The least squares (LS) mean improvement in dyspnoea from baseline was 1.94 with tarlatamab and -7.20 with chemotherapy, resulting in a LS mean difference of -9.14 (95 percent CI, -12.64 to -5.64; p<0.001). The proportion of patients who experienced improvement in their cough after 18 weeks from baseline was 16.1 percent in the tarlatamab arm and 9.0 percent in the chemotherapy arm (odds ratio, 2.04; 95 percent CI, 1.17–3.55; p=0.012).
Chest pain improved in 8.7 percent of patients treated with tarlatamab vs 3.5 percent of patients treated with chemotherapy after 18 weeks from baseline, but the difference did not meet statistical significance.
Fewer high-grade AEs with tarlatamab
“Tarlatamab had a more favourable safety profile relative to chemotherapy,” stated Rudin. “Grade ≥3 treatment-related adverse events [TRAEs] [62 vs 27 percent] as well as TRAEs leading to dose interruption and/or reduction [55 vs 19 percent] or discontinuation [6 vs 3 percent] occurred in twice or more than twice as many patients treated with chemotherapy vs tarlatamab.”

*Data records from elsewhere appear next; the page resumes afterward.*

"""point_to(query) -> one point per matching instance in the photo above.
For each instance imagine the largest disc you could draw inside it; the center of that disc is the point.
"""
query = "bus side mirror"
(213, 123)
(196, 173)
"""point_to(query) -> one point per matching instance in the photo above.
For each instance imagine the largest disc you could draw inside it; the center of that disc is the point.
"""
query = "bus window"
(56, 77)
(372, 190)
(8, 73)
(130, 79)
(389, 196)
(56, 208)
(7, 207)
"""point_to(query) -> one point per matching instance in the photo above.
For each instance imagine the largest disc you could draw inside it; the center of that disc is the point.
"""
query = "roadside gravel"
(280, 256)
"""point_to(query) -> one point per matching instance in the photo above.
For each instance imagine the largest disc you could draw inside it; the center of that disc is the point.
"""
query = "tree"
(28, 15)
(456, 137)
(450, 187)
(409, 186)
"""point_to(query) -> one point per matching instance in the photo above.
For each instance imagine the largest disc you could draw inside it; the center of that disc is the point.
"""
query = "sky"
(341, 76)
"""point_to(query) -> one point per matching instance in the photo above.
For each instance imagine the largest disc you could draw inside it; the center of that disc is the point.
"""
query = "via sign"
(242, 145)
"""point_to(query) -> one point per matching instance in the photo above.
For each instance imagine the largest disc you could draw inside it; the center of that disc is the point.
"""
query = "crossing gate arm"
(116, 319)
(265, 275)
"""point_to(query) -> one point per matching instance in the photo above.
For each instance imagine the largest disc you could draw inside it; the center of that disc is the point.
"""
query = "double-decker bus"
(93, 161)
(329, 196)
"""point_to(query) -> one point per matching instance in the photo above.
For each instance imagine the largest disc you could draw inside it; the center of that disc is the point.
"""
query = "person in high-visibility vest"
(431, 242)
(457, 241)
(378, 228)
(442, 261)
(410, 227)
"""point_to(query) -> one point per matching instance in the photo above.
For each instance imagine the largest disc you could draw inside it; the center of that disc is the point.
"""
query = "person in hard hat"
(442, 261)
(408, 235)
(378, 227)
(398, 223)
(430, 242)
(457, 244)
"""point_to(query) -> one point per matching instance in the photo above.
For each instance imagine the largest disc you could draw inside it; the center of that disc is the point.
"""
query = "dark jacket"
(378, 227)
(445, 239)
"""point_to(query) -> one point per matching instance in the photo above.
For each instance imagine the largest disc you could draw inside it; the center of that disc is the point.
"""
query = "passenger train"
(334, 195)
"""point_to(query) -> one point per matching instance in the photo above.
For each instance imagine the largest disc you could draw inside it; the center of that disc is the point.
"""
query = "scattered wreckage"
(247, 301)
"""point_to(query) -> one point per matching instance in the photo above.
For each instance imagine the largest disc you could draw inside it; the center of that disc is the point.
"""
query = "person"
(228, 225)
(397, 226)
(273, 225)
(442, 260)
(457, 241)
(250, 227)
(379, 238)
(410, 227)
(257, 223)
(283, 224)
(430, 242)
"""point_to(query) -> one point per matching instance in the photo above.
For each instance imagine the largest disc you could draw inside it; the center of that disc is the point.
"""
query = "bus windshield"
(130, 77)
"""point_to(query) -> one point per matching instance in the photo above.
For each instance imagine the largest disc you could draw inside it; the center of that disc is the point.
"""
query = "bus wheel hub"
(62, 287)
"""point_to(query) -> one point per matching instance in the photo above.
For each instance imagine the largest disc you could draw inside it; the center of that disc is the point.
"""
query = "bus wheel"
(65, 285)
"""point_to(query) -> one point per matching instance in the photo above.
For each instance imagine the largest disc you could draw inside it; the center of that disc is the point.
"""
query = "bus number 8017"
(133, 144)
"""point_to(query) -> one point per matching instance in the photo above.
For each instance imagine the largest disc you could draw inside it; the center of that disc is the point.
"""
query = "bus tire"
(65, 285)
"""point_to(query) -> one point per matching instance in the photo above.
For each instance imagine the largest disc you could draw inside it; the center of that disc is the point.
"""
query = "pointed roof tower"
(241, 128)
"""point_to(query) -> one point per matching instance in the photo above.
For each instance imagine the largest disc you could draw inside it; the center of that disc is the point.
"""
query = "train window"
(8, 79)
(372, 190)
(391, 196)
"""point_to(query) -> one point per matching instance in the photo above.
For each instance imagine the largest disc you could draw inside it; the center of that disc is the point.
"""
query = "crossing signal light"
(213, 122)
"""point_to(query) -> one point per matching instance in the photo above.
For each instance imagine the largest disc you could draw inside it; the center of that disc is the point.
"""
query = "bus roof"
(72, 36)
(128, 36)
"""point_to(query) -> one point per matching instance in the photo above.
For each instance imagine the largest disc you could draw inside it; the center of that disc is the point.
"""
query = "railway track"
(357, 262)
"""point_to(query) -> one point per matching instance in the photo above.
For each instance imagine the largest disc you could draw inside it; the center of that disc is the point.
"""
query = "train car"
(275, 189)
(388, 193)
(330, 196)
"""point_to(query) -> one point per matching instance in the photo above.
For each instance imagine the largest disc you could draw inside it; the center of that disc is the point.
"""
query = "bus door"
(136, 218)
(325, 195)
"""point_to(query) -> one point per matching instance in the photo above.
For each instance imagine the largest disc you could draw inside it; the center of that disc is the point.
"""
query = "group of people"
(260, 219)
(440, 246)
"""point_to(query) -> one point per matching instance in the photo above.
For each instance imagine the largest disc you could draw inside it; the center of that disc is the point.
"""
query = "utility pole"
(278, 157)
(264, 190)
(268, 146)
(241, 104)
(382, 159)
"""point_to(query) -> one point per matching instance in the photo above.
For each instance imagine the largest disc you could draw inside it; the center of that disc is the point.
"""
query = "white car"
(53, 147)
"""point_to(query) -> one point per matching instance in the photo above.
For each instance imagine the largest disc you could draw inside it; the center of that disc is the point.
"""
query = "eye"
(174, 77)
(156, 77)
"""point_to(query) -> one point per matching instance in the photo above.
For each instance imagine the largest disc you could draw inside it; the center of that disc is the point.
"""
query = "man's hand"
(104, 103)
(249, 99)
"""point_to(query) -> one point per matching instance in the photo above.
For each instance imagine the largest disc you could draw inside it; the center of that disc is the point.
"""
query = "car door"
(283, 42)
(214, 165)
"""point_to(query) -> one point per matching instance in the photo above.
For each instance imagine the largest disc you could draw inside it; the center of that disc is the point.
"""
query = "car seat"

“The cytokine release syndrome [CRS] and immune effector cell–associated neurotoxicity syndrome [ICANS] are toxicities of concern for patients receiving T cell engagers,” said Rudin. “They occur almost exclusively during the first two infusions of tarlatamab in week 1 or 2.”
Treatment-emergent CRS occurred in 56 percent of patients on tarlatamab, but 98 percent of those cases were of grade 1 or 2 in severity. “ICANS events were reported in 6 percent of patients and were exclusively of grade 1 or 2. However, one patient had fatal neurologic decline, which was attributed to ICANS. It occurred in the context of hypoxaemia, hypotension, fever, and a very recent history of recurrent pneumonia,” added Rudin.
Haematologic toxicities, such as anaemia and neutropenia, including those of grade ≥3, were more common with chemotherapy.
A new paradigm?
“2L chemotherapy options for SCLC patients provide modest benefit, with OS estimates in the range of 7–9 months, and are associated with substantial haematologic toxicities,” said Rudin. [J Clin Oncol 2014;32:4012-4018; Lancet Oncol 2020;21:645-654; J Clin Oncol 2006;24:5441-5447]
“I think, taken together, the efficacy and safety data clearly support tarlatamab as a preferable therapy for patients in the 2L setting for SCLC. [In addition,] beyond redefining the SoC for these patients, this study also establishes a new paradigm for the use of bispecific T cell engager immunotherapies in our patients with lung cancer,” he concluded.